Essential PostgreSQL Monitoring - Part 3

What metrics of your PostgreSQL deployment should you be monitoring? This series of blog posts aims to provide a minimal, starting set of essential monitoring actions that you should implement to ensure the health and stability of your Postgres servers.

This is the third and final part of a blog series, and covers table-, index- and system-level metrics. The first one covered cluster-level metrics and the second one covered database-level metrics.

Table Level

Typically, data in a database follows the 80-20 rule. 20% of the tables contain most of the data and are accessed or mutated the most. Setting up extra monitoring just for these tables can provide insights that are important yet low-volume.

Here are some table-level metrics worth looking at:

1. Table Size

The actual disk size used by the table has to be monitored. In most cases, the table keeps on growing, so it is the growth rate that is more interesting.

It’s often the case that the growth rate changes after the rollout of a new version of the application, or a baseline change in traffic/load/input patterns of the application itself. Such changes must be investigated, at least to verify that new rate is sustainable by the provisioned hardware.

Action: Monitor the increase in size of the table over each week/month, investigate abrupt changes.

How To:

-- returns the size for each table
SELECT schemaname || '.' || relname,
       pg_size_pretty(pg_table_size(schemaname || '.' || relname))
  FROM pg_stat_user_tables;

2. Table Bloat

Because of Postgres’ MVCC architecture, older versions of rows lie around in the physical data files for every table, and is termed bloat. The operation to clear out obsolete row versions is called vacuum. Postgres runs a background process called autovacuum, which picks up candidate tables (based on configurable parameters) and vacuums them for you.

Bloat slows down table operations and wastes disk space, and can run away even with autovacuum. Monitoring of bloat, as an absolute number of bytes as well as a percentage (of dead data to total data), is required.

This metric can be monitored either at individual table level, or as an aggregate across selected tables, or at the database level.

Action: Continuously monitor table bloat as bytes and percentage, alert if values exceed a set threshold, VACUUM as necessary.

How To:

Use check_postgres or pgmetrics to get bloat estimates. See the wiki for more info.

3. Sequential Scans

When queries are executed that do not optimally use the available indexes, or if the statistical information associated with a table is too out-of-date, Postgres might end up having to go through each row of the table. This is called a sequential scan, and is not very desirable in the general case. What would be better to have is an index scan, where the rows of a table are accessed indirectly via index lookup.

PostgreSQL can tell you how many times a table was scanned sequentially, and how many times an index was used. You can use this to monitor either the number of sequential scans (if you’d like to avoid them totally) or as a percentage of total scans.

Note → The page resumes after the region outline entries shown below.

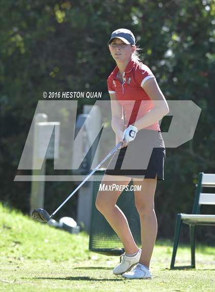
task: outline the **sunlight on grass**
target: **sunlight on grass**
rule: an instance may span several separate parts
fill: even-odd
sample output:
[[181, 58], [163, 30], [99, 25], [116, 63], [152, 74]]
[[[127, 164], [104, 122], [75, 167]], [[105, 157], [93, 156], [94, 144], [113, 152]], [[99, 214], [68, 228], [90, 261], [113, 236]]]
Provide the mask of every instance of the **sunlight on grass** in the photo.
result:
[[[3, 291], [213, 291], [214, 255], [198, 245], [197, 269], [170, 270], [173, 243], [158, 240], [152, 260], [152, 281], [125, 280], [112, 274], [118, 257], [89, 251], [89, 235], [71, 234], [35, 222], [0, 206]], [[188, 246], [178, 249], [177, 264], [190, 263]]]

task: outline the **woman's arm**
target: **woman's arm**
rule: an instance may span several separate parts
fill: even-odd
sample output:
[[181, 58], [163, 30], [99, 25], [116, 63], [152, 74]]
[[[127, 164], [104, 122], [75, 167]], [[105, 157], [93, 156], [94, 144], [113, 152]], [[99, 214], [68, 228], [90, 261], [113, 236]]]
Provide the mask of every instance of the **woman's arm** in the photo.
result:
[[119, 103], [115, 93], [110, 94], [111, 97], [112, 118], [111, 126], [116, 135], [124, 131], [123, 113], [122, 106]]
[[[124, 132], [124, 119], [122, 106], [117, 100], [116, 94], [111, 93], [111, 112], [112, 118], [111, 126], [116, 134], [116, 144], [122, 141]], [[121, 148], [124, 147], [125, 144], [123, 142]]]
[[145, 115], [133, 124], [138, 130], [155, 124], [169, 111], [167, 103], [155, 78], [150, 78], [147, 80], [143, 85], [143, 88], [155, 106]]

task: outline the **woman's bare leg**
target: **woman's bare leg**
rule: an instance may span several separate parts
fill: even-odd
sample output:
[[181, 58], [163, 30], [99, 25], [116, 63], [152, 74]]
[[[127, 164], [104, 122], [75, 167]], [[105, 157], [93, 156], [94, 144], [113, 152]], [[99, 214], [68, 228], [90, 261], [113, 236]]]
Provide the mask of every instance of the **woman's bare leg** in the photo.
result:
[[157, 185], [155, 179], [133, 179], [134, 185], [141, 186], [135, 191], [135, 203], [140, 218], [142, 252], [139, 262], [149, 267], [157, 237], [158, 225], [154, 209], [154, 197]]
[[[113, 184], [127, 185], [131, 179], [126, 177], [116, 177], [104, 174], [101, 184], [112, 186]], [[99, 191], [96, 206], [104, 216], [122, 241], [126, 254], [134, 254], [138, 249], [129, 228], [127, 219], [122, 211], [116, 204], [122, 191]]]

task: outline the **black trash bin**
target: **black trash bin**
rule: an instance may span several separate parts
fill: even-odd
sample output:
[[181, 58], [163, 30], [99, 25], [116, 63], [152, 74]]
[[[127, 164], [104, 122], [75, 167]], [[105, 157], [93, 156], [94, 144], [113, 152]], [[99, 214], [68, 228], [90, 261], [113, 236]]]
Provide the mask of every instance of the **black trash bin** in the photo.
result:
[[[98, 169], [95, 174], [103, 176], [104, 171], [104, 169]], [[122, 243], [95, 205], [100, 183], [100, 181], [94, 182], [89, 249], [103, 255], [120, 256], [124, 251]], [[132, 183], [131, 182], [130, 185]], [[140, 221], [135, 206], [134, 191], [124, 190], [117, 201], [117, 205], [126, 217], [134, 239], [140, 246]]]

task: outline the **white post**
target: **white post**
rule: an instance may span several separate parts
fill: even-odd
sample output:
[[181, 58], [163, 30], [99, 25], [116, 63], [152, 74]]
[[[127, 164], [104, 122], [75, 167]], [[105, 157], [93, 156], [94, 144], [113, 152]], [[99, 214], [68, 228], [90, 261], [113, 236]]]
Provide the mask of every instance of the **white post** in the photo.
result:
[[[48, 116], [45, 113], [38, 113], [34, 117], [34, 140], [33, 144], [32, 158], [32, 176], [42, 176], [45, 173], [46, 159], [44, 160], [41, 169], [35, 169], [41, 163], [41, 158], [38, 157], [38, 147], [39, 143], [38, 139], [37, 123], [41, 122], [47, 122]], [[32, 181], [31, 183], [31, 191], [30, 197], [30, 214], [34, 209], [43, 208], [44, 205], [45, 181]]]
[[[96, 110], [96, 114], [92, 117], [91, 121], [91, 128], [94, 132], [99, 132], [101, 124], [101, 115], [99, 109], [96, 106], [85, 105], [83, 107], [83, 113], [89, 114], [94, 107]], [[92, 141], [93, 138], [92, 131], [88, 130], [87, 134], [89, 135], [90, 141]], [[91, 139], [92, 138], [92, 139]], [[98, 165], [98, 155], [95, 155], [94, 161]], [[91, 216], [92, 209], [92, 202], [93, 200], [93, 182], [88, 182], [80, 188], [78, 198], [78, 210], [77, 210], [77, 224], [82, 226], [84, 225], [84, 229], [88, 232], [90, 231]]]

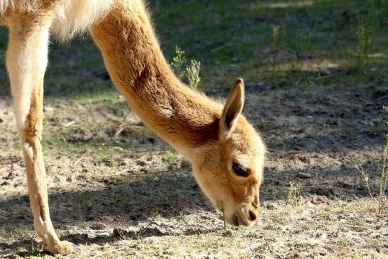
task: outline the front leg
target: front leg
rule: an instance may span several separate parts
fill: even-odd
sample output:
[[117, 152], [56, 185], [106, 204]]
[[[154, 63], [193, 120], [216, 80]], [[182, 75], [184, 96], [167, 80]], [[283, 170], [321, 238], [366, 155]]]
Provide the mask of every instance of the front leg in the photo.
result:
[[60, 241], [50, 219], [45, 165], [40, 140], [43, 126], [43, 77], [47, 65], [50, 19], [18, 17], [7, 21], [9, 43], [6, 67], [15, 115], [24, 153], [34, 226], [44, 249], [67, 254], [73, 245]]

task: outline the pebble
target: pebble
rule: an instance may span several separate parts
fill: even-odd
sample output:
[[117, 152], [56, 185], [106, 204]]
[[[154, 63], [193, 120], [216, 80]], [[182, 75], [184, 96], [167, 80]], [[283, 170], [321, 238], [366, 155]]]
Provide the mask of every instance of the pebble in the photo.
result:
[[51, 106], [43, 106], [43, 110], [47, 112], [52, 112], [54, 111], [54, 108]]
[[108, 215], [103, 216], [102, 219], [109, 223], [114, 221], [114, 218]]
[[298, 176], [301, 178], [304, 178], [304, 179], [311, 178], [311, 175], [307, 172], [299, 172], [298, 173]]
[[144, 160], [138, 160], [136, 162], [136, 164], [140, 166], [145, 166], [147, 165], [147, 162]]
[[118, 151], [123, 151], [124, 150], [124, 149], [121, 147], [113, 147], [112, 148], [114, 149], [115, 150], [118, 150]]
[[100, 233], [97, 235], [97, 236], [100, 238], [106, 238], [109, 237], [109, 233], [108, 232], [103, 232]]

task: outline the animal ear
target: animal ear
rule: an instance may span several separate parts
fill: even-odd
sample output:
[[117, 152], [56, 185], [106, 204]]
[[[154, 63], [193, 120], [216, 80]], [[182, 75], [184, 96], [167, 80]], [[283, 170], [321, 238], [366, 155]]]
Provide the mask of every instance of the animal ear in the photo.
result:
[[235, 82], [222, 110], [221, 131], [228, 134], [234, 129], [238, 116], [241, 114], [245, 101], [244, 81], [239, 78]]

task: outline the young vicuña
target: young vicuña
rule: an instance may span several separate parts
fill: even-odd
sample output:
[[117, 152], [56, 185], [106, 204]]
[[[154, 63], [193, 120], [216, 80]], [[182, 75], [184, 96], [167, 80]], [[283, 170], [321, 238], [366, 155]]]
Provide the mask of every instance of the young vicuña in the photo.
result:
[[141, 0], [0, 0], [9, 28], [6, 68], [24, 154], [31, 207], [44, 249], [71, 253], [50, 218], [40, 140], [43, 77], [50, 35], [68, 40], [89, 30], [114, 84], [129, 106], [192, 165], [199, 186], [226, 221], [258, 218], [265, 145], [241, 111], [238, 79], [224, 104], [184, 85], [172, 72]]

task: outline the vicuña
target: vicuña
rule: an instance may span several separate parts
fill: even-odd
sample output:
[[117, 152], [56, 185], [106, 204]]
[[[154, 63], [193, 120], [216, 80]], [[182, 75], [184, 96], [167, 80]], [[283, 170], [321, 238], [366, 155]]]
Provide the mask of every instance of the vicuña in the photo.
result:
[[265, 147], [241, 115], [238, 79], [224, 104], [182, 84], [160, 50], [142, 0], [0, 0], [9, 28], [6, 52], [14, 113], [24, 154], [31, 207], [44, 249], [67, 254], [51, 223], [42, 155], [43, 77], [51, 35], [68, 40], [89, 30], [106, 67], [144, 123], [193, 166], [199, 186], [226, 221], [250, 226], [259, 214]]

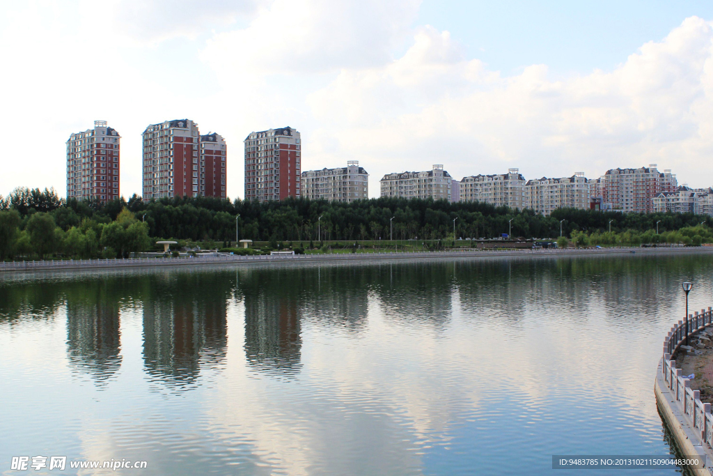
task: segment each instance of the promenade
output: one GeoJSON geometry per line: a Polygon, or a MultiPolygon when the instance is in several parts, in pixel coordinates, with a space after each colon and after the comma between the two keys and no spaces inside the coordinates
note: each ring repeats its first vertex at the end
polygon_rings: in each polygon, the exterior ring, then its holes
{"type": "Polygon", "coordinates": [[[200,265],[265,264],[270,263],[323,263],[343,261],[359,263],[376,260],[428,260],[438,258],[540,258],[558,256],[606,256],[611,255],[670,255],[713,253],[713,247],[674,248],[602,248],[552,250],[468,250],[451,251],[416,251],[406,253],[356,253],[309,255],[260,255],[182,258],[137,258],[96,260],[62,260],[0,263],[0,273],[39,270],[83,270],[98,268],[193,266],[200,265]]]}

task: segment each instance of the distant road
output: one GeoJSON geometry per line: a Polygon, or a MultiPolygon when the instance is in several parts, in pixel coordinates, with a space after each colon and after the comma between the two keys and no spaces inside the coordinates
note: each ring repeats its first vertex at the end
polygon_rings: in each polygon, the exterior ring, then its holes
{"type": "Polygon", "coordinates": [[[212,264],[257,264],[270,263],[359,262],[374,260],[417,260],[443,258],[536,258],[545,256],[605,256],[636,254],[713,253],[713,246],[662,248],[564,248],[562,250],[478,250],[466,251],[416,251],[408,253],[327,253],[256,256],[198,256],[195,258],[140,258],[111,260],[65,260],[0,263],[0,273],[39,270],[86,270],[159,266],[190,266],[212,264]]]}

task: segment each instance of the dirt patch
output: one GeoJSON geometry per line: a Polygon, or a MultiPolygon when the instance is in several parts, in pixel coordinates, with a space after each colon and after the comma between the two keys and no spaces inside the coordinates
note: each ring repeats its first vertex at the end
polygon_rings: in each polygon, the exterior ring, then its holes
{"type": "Polygon", "coordinates": [[[706,330],[689,338],[694,351],[679,350],[674,354],[676,367],[684,375],[694,374],[691,388],[701,393],[701,401],[713,403],[713,330],[706,330]]]}

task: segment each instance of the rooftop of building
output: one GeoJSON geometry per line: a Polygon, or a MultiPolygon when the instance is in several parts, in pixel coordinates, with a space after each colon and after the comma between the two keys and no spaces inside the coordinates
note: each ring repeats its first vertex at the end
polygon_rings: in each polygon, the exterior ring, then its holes
{"type": "MultiPolygon", "coordinates": [[[[149,124],[146,127],[146,128],[144,129],[144,132],[146,132],[152,127],[155,127],[156,126],[161,126],[167,123],[168,125],[168,127],[170,128],[177,127],[179,128],[188,129],[192,122],[193,121],[191,121],[190,119],[173,119],[173,121],[164,121],[163,122],[158,122],[155,124],[149,124]]],[[[196,125],[195,123],[193,123],[193,124],[196,125]]]]}
{"type": "Polygon", "coordinates": [[[222,136],[216,132],[209,132],[200,136],[201,142],[217,142],[222,138],[222,136]]]}
{"type": "Polygon", "coordinates": [[[255,134],[265,134],[265,137],[272,137],[272,136],[291,136],[293,132],[299,133],[297,129],[289,127],[289,126],[287,127],[279,127],[277,129],[267,129],[267,131],[258,131],[257,132],[253,131],[247,134],[247,137],[245,138],[245,140],[247,141],[250,138],[252,138],[252,136],[255,134]]]}

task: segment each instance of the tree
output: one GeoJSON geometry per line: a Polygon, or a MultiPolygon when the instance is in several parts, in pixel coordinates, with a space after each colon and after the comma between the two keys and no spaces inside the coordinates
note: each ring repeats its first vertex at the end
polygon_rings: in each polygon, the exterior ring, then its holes
{"type": "Polygon", "coordinates": [[[0,261],[12,255],[20,221],[20,214],[16,210],[0,211],[0,261]]]}
{"type": "Polygon", "coordinates": [[[29,233],[33,250],[41,260],[43,260],[57,246],[54,233],[56,228],[54,219],[49,213],[34,213],[27,221],[25,229],[29,233]]]}

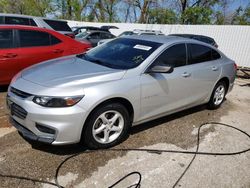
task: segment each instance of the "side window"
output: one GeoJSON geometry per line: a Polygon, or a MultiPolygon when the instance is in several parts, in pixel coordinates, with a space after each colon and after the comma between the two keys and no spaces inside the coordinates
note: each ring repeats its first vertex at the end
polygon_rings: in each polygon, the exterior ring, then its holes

Action: Continuously monitor the seq. scans count or percentage, alert if value exceeds a set threshold.

How To:

-- returns the no. of seq. scans and the percentage of seq. scans for each table
SELECT schemaname || '.' || relname,
        seq_scan,
        round(seq_scan::numeric*100/(seq_scan+idx_scan), 1)
 FROM pg_stat_user_tables
WHERE seq_scan+idx_scan > 0;

Index Level

1. Index Size

Indexes can take up considerable disk space. Each index of a table can itself potentially have as much disk footprint as the table itself. It is useful to keep an eye on the total size of indexes in a database, or the indexes of important tables, especially in deployments where indexes can get created through automatic processes.

Unreasonably large indexes can be because of bloat, or just a badly designed index. In either case fixing the cause (either by rebuilding the index or by refactoring the query/index) can yield faster query times, so it is worth investigating large indexes.

Action: Monitor the total size of interesting indexes over each week/month, investigate when unreasonably large.

How To:

-- returns the size for each index
SELECT schemaname || '.' || indexrelname,
       pg_size_pretty(pg_total_relation_size(indexrelid))
  FROM pg_stat_user_indexes;

2. Index Bloat

Indexes can get bloated too. There are far too many factors, including table workload, index type, Postgres version and more, that decides how bloated an index becomes. Bloated indexes can slow down inserts and reduce lookup performance. Monitor the bloat of indexes as both an absolute value (number of bytes) and as a percentage. Indexes will have to be rebuilt when they become too bloated.

Action: Continuously monitor index bloat as bytes and percentage, alert if values exceed a set threshold.

How To:

Use check_postgres or pgmetrics to get bloat estimates. See the wiki for more info.

3. Cache Hit Ratio

PostgreSQL caches frequently accessed regions of indexes (and also tables) in memory. If you have tuned your queries not to touch the tables except for retrieving rows, the next step is to ensure maximum cache residency for those important indexes that are really speeding up your queries.

The cache utilization of an index can be measured by the cache hit ratio, which is the percentage of blocks of the index that were read from the cache to the total number of blocks read.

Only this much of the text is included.